The undesirables referred to are known as Efulefu in the Igbo language. It translates literally to "woman" and was used as a derogatory name for worthless or weak men. In this case, Okonkwo uses it to refer to the men that had abandoned the traditions of the tribe to embrace Christianity and join the European missionaries.
The osu were outcasts in Igbo society. They lived on the edge of the forest and were not allowed to cut their hair. They could not take titles and were not allowed to marry or take shelter with a normal Igbo person. Many of the osu saw the new Christian church as a place for refuge and as a place to be accepted.
A cassava is an edible, startchy, tuberous root.
A tuber is a plant with an englarged root. A potato is one of the most common kinds of tubers.
One of the most common lizards in Nigeria is the appropriately named Nigerian Spiny-Tailed Lizard. They have a stocky build and a well-armored tail which gives it its common name.
If you would like to have one in your house, visit this website for pet information.
Nze na Ozo Society is a traditional patriarchal institution that confers the Ozo title to deserving, qualified men; generally these men and boys derive from wealthy families. Members abide by moral codes of truth, justice, and fairness, as reflected by the bonds their words of loyalty represent and the sacred uprightness of the position they uphold in the community. The Nze na Ozo Society live by the Igbo maxim, Eziokwu bu Ndu (truth is the basis of existence), and care for everything that is sacred and traditional in a community.
The Nze (an inductee of the Nze na Ozo Society) maintains the highest position in the social hierarchy of their respective town. The process to become formally initiated requires many steps: a) a nod from the patrilineal family; b) approval of his kindred through an elaborate spiritual and secular convivial ceremony; c) further ceremonies at the village level; d) public conferment, declaration, and celebration of the induction into the Nze na Ozo Society; and e) the assumption of a new, dignified name.

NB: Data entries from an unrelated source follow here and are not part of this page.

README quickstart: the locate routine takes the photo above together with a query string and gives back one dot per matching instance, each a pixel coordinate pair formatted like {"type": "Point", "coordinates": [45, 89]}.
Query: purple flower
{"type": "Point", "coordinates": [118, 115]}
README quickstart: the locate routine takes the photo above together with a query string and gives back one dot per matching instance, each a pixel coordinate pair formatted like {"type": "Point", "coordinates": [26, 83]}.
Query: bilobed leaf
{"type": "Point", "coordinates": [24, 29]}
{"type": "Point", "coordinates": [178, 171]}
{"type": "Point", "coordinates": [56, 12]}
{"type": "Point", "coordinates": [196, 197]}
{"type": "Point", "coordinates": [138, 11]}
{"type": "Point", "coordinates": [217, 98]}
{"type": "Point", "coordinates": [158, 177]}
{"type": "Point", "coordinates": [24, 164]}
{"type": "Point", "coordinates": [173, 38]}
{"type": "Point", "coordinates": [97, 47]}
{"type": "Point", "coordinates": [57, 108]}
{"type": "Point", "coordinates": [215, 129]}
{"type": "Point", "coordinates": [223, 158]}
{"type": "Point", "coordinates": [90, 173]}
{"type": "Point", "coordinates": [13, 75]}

In the Igbo culture, marriage occurs between a man and woman not long after puberty. A man can take multiple brides as long as he can pay their bride-price. A woman's primary duty in marriage is to give birth to a son. Therefore, fertility is extremely important to both women and men. Often, marriage is seen as a way of advancing in society, or result of a business relationship, and is not a result of traditional love.